Question

Given that A and B are true and X and Y are false, determine the truth value of the following proposition: ~[(A ⊃ Y) v ~(X ⊃ B)] ⋅ [~(A ≡ ~X) v (B ⊃ X)]

Answer 1

Answer:

The value of the proposition is FALSE

Step-by-step explanation:

~[(A ⊃ Y) v ~(X ⊃ B)] ⋅ [~(A ≡ ~X) v (B ⊃ X)]

Let's start with the smallest part: ~X. The symbol ~ is negation when X is true with the negation is false and vice-versa. In this case, ~X is true (T)

~[(A ⊃ Y) v ~(X ⊃ B)] ⋅ [~(A ≡ T) v (B ⊃ X)]

Now the parts inside parenthesis:  (A ⊃ Y),(X ⊃ B),(A ≡ T) and (B ⊃ X). The symbol ⊃ is the conditional and A ⊃ Y is false when Y is false and A is true, in any other case is true.
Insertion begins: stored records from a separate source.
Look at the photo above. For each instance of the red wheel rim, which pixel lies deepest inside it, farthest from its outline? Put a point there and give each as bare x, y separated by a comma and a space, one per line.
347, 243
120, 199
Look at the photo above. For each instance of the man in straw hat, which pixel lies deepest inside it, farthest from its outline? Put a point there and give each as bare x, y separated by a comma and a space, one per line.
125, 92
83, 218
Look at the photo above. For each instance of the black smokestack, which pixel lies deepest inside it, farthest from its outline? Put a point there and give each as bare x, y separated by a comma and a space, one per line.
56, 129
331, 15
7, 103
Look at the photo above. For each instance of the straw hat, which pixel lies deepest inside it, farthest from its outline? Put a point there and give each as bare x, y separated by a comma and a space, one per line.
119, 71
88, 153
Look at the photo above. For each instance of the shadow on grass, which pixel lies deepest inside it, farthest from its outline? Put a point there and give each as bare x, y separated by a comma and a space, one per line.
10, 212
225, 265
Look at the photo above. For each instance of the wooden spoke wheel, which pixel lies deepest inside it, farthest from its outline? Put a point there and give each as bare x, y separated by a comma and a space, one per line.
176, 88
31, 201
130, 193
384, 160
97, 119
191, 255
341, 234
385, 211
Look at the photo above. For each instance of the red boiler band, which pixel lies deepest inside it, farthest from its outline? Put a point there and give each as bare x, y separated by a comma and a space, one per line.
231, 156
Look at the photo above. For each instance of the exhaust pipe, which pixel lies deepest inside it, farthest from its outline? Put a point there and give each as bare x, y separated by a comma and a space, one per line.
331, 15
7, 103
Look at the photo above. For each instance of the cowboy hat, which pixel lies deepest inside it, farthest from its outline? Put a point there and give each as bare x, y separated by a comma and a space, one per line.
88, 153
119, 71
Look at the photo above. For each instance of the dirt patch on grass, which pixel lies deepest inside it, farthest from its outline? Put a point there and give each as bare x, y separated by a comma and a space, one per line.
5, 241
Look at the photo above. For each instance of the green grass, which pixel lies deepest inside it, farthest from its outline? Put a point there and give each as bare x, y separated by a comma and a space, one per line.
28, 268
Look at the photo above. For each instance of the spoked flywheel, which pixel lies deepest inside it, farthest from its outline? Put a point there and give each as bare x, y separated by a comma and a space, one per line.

The symbol ≡ is the biconditional and A ≡ Y is true when both A and Y are true or when both are false.

(A ⊃ Y) is False (F)

(X ⊃ B) is True (T)

(A ≡ T) is True (T)

(B ⊃ X) is False (F)

~[(F) v ~(T)] ⋅ [~(T) v (F)]

The two negations inside the brackets must be taken into account:

~[(F) v F] ⋅ [F v (F)]

The symbol left inside the brackets v is the disjunction, and A v Y is false only  with both are false. F v (F) is False.

~[F] ⋅ [F]

Again considerating the negation:

T⋅ [F]

Finally, the symbol ⋅ is the conjunction, and A v Y is true only with both are true.

T⋅ [F] is False.